AB
Backend / Full StackLive & Deployed

Shortly — URL Shortener with Real-Time Analytics

Shortly is a distributed URL shortener built to answer real system design questions — what happens when a link goes viral? How do you count thousands of simultaneous clicks without slowing down redirects? The architecture uses a layered cache-aside pattern where 99% of redirects never touch the database, async click processing via BullMQ so users are never blocked, and Socket.io for live analytics updates.

The Problem

Long URLs are ugly, untrackable, and break in messages — but the real engineering challenge is what happens when a link goes viral. How do you serve thousands of simultaneous redirects without degrading performance, and how do you count every click without ever blocking the user on their way out? Shortly was built to answer those questions with a production-grade architecture, not just a toy shortener.

Key Engineering Decisions

01

Cache-Aside Pattern

Redis sits in front of MongoDB with a 24hr TTL. Deactivating a link evicts the cache immediately — 99% of redirects never touch the database.

02

Async Click Processing

BullMQ decouples click counting from the redirect entirely. Users are never blocked waiting for a write — the queue handles it in the background.

03

Dual Auth Middleware

A single flexAuth middleware tries JWT first, then falls back to API keys — one guard handles both browser sessions and programmatic API access.

04

Distributed Rate Limiting

Redis sliding window shared across all server instances — limits enforced consistently under horizontal scale and persistent across restarts.

05

AI Slug Generation

GPT-4o-mini generates descriptive slugs like 'react-docs-learn' instead of random strings, with automatic fallback when the model is unavailable.

06

TTL Index Expiry

MongoDB TTL indexes auto-delete expired links at the exact timestamp — no cron jobs, no scheduled tasks, no drift.

Key Highlights

  • Cache-aside pattern with Redis — 99% of redirects served in under 1ms, never hitting MongoDB.
  • Async click processing via BullMQ — click counting is fully decoupled from the redirect path.
  • AI slug generation using GPT-4o-mini — turns URLs into memorable slugs like 'react-docs-learn' instead of 'x7km9p'.
  • Dual authentication — JWT for browser sessions, API keys for programmatic access via a single flexAuth middleware.
  • Real-time analytics dashboard powered by Socket.io WebSockets — live click count updates with no page refresh.
  • Redis sliding window rate limiting shared across all server instances, persistent across restarts.
  • MongoDB TTL indexes auto-expire links at exact expiry time — no cron jobs needed.
  • Fully containerized with Docker; frontend on Vercel, backend on Render.

Tech Stack

Node.jsExpressNext.jsTypeScriptMongoDBRedisBullMQSocket.ioDockerOpenAI

Key Takeaways

Decoupling the write path from the read path via an async queue dramatically improves p99 latency — the redirect feels instant even under write pressure.

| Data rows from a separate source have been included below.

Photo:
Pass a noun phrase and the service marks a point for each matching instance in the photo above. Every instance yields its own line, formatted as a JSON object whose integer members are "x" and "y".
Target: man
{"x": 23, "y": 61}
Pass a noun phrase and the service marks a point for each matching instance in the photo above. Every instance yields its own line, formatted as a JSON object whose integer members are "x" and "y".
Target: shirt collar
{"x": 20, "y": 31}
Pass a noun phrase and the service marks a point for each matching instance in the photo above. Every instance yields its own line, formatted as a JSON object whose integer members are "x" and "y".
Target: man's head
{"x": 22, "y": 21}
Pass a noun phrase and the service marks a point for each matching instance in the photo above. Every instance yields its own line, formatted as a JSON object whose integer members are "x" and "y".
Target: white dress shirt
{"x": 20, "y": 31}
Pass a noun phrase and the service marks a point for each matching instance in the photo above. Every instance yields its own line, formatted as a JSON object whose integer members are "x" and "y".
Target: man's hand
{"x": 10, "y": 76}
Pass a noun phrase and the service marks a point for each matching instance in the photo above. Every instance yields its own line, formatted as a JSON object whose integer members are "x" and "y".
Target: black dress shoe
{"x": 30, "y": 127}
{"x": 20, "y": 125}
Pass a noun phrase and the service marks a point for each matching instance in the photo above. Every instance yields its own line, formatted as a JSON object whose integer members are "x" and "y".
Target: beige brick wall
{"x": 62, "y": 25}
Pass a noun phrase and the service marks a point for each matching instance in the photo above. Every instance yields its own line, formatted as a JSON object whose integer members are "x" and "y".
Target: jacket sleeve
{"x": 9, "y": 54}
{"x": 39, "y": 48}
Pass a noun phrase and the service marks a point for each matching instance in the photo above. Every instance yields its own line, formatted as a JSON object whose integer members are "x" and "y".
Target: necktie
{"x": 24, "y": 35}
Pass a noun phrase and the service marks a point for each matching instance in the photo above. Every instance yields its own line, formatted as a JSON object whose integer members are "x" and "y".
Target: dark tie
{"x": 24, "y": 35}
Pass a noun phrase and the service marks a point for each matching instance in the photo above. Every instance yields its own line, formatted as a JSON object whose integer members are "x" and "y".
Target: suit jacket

Cache-aside is simpler than write-through but demands careful invalidation logic; forgetting to evict on deactivation is the exact kind of subtle bug that only shows up in production.

Dual authentication strategies can be cleanly unified in a single middleware by attempting each in sequence — no need for separate routes or duplicated guards.

Redis is not just a cache — using it simultaneously as a cache, rate limiter, and job queue backend is perfectly reasonable and keeps the infrastructure surface area small.

WebSocket connections for the live dashboard need explicit cleanup on disconnect; without it, each abandoned browser tab accumulates a listener on the server.